Revealing of Failure Modes of FRP Composites by Microscopic Technique.

Abstract

Fiber-reinforced composite materials are used extensively in stiffness critical, weight sensitive structures such as those found in aerospace and motor racing where strength to weight ratio is very much important. They are characterized by high in-plane strength, stiffness and toughness and low density. The environmental effect on the FRP (fiber reinforced polymer) and the subsequent failure has lead to emphasize on the study of different fracture surfaces. The presence of moisture and the stresses associated with the moisture induced expansion may cause lowering of damage tolerance and structural durability. In case of water absorption there are both reversible and irreversible changes in the mechanical properties of the thermoset polymers.

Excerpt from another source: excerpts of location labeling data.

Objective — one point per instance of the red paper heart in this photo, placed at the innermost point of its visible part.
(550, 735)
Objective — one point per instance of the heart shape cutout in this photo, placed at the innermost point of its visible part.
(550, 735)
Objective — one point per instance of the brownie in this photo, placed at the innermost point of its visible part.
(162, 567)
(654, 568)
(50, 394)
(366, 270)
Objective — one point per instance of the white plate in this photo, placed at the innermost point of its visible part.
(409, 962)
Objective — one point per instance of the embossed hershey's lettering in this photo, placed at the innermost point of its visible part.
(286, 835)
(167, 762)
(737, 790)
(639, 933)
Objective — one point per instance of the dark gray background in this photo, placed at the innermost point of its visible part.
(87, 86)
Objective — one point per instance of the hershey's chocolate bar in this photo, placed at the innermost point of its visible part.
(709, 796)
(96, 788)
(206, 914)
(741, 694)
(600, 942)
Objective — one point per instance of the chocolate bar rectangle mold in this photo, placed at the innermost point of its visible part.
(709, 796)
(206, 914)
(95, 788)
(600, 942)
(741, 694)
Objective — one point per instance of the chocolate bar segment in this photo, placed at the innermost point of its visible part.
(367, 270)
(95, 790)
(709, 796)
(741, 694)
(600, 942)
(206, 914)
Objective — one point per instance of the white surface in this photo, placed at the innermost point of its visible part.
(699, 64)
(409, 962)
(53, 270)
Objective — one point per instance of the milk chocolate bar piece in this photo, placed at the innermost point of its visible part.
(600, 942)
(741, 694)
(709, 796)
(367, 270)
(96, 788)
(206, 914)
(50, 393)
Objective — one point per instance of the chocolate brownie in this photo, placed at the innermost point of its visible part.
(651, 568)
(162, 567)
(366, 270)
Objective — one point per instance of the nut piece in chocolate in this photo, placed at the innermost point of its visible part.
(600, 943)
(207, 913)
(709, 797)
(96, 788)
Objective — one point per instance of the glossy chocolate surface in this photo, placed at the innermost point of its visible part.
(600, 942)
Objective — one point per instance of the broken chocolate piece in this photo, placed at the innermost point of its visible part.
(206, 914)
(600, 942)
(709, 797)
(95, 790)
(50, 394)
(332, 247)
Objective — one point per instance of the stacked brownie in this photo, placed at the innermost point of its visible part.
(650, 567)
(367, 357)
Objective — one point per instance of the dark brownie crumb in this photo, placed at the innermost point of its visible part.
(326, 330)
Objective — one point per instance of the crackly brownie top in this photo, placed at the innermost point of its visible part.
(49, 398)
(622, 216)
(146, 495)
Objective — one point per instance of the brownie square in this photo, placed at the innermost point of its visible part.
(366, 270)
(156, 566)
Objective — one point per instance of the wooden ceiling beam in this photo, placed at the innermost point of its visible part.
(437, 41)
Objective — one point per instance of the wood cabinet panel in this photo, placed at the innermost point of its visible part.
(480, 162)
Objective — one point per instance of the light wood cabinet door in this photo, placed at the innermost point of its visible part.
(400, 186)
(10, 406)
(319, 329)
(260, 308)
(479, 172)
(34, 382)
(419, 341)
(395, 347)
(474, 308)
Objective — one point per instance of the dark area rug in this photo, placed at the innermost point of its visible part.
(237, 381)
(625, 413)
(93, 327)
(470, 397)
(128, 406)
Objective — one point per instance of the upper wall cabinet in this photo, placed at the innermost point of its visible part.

Delamination between layers is an important problem in applications of fiber reinforced composite laminates. This paper is an attempt to study the cracked surface and reveal the failure mechanism that has occurred using microscopic techniques. By observing carefully the fracture surface of the composite, the factors affecting their respective failure and the type of environment they were subjected to could be determined. SEM micrographs of the fractured surfaces of glass/epoxy and jute/epoxy composites under various environmental conditions were studied revealing the failure modes (delamination sites, debonding, fiber pullout regions, crack propagation front, striations and bubble bursting in the matrix). AFM micro graphs were studied to give a precise outlook of the behavior of composites to the changing environmental conditions being exposed to such as moisture absorption etc.